Jack, sei pronto per il prossimo appuntamento in Francia?
"Certo che sono pronto! Seguo sempre lo stesso tipo di preparazione, indipendendemente dai circuiti, e mi sento a posto tanto di fisico quanto di testa: sono molto concentrato e non vedo l'ora di salire in sella per continuare a migliorarmi". 

Per arrivare dove?
"Questo è il mio primo anno in MotoGp: so di dover lottare ogni gara per migliorarmi e so che ogni volta ci sarà qualcosa di nuovo da imparare. Sicuramente punto a entrare nella Top 10 finale, per quello che sarebbe già un gran risultato per me e per il team CWM LCR Honda. Come detto, sono intenzionato a iniziare la classifica già dalla gara di Le Mans".

 

Quale pilota della MotoGp ti ha più impressionato sinora, ritrovandotelo insieme in pista?
"Sicuramente Marquez! Ha un modo di guidare incredibile, è sempre al limite, riesce a stupirti ogni volta. A volte lo vedi tentare un sorpasso davanti a te e pensi che non ce la farà mai, ma puntualmente ti smentisce con una lezione di guida. Un pilota davvero unico".

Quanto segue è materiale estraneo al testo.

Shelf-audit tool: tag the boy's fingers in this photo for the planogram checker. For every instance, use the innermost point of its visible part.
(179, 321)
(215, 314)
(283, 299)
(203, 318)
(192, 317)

Qual è stato invece il tuo impatto con la categoria?
"Non è stato particolarmente duro, perché già in Moto3 - nonostante le differenze di categoria - il mio stile di guida era molto simile a quello che mi viene ora richiesto in MotoGp. Se Marquez ha cambiato il modo di correre, io sono pronto a crescere e a dire la mia". 

Hai avuto un idolo cui ispirarti all'inizio nella tua carriera di pilota?
"Sono partito in Australia facendo motocross, il mio primo amore: sicuramente il mio idolo è stato Chad Reed, pilota australiano tre volte campione del mondo di questa specialità, uno dei più titolati in attività. E non solo per me una leggenda". 

Hai altre passioni oltre alle dueruote?
"Anche quando non sono in pista, cerco sempre la competizione e l'adrenalina: in questo senso mi piace provare gli sport estremi. Nel tempo libero mi piace poi moltissimo tornare al motocross e anche fare kart: amo correre, non riesco davvero a farne a meno!".